One-sixth of humanity now lives in either a Chinese or Indian city. And it is in these two most populous countries of the world that the most rampant urbanisation is expected to happen in the coming decades. This transformation is creating enormous pressures on land use, housing, infrastructure and environment. Despite the high stakes, the workings of urban governance in China and India remain obscure and poorly understood.
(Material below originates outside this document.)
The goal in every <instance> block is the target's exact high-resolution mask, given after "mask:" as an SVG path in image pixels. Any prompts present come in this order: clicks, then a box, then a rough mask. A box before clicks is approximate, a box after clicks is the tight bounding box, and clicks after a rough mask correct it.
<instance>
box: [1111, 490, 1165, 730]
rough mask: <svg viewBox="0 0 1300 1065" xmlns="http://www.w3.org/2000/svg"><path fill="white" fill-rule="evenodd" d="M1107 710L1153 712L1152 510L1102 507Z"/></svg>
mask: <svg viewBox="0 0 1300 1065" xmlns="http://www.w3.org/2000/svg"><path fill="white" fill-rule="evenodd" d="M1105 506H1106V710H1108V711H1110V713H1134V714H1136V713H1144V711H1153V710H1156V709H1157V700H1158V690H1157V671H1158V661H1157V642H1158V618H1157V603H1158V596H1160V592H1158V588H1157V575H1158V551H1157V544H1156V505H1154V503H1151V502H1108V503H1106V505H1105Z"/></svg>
In this talk, Xuefei Ren will explore how China and India govern their cities and how their different styles of governance (the origins of which can be traced to late Imperial China and pre-colonial India respectively) produce inequality and exclusion. The India-China gap grossly evident in China's six lane highways and glitzy skyscrapers, perpetuates the trope that urban China has little if anything to learn from India's experience, and conversely, urban India has everything to learn from China's urban experience. This gap is commonly accounted for by the invariable difference in efficiency between an authoritarian versus democratic regime. However, do the two countries have more in common than is usually perceivable? Xuefei peels through the layers in urban governance to compare the two, as it becomes clear that the development of cities in these two nations will have profound consequences well beyond their borders.
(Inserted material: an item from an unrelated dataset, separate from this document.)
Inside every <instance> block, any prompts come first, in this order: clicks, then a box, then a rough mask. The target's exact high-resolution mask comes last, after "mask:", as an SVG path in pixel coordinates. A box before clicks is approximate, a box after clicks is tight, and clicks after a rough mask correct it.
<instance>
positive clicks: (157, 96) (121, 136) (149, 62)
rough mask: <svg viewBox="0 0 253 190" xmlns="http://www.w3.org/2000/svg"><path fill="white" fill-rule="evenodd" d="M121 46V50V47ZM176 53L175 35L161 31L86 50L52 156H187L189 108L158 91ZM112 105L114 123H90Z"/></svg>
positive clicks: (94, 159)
This talk is based on Xuefei's new book Governing the Urban in China and India: Land Grabs, Slum Clearance, and the War on Air Pollution (Princeton University Press, 2020).
About the Speaker:
Xuefei Ren is a comparative urbanist whose work focuses on urban development, governance, architecture, and the built environment in global perspective. She is a professor of sociology and global urban studies at Michigan State University and has authored two award-winning books: Urban China (Polity Press, 2013) and Building Globalization: Transnational Architecture Production in Urban China (University of Chicago Press, 2011). Her current projects include urban redevelopment in Chicago, Mumbai, Rio de Janeiro, and Guangzhou, culture-led revitalization in post-industrial Detroit, Harbin, and Turin, and metropolitan responses to Covid-19 in comparative perspective. She received her MA in urban planning from Tokyo Metropolitan University and PhD in sociology from the University of Chicago. She lives in Hyde Park, Chicago.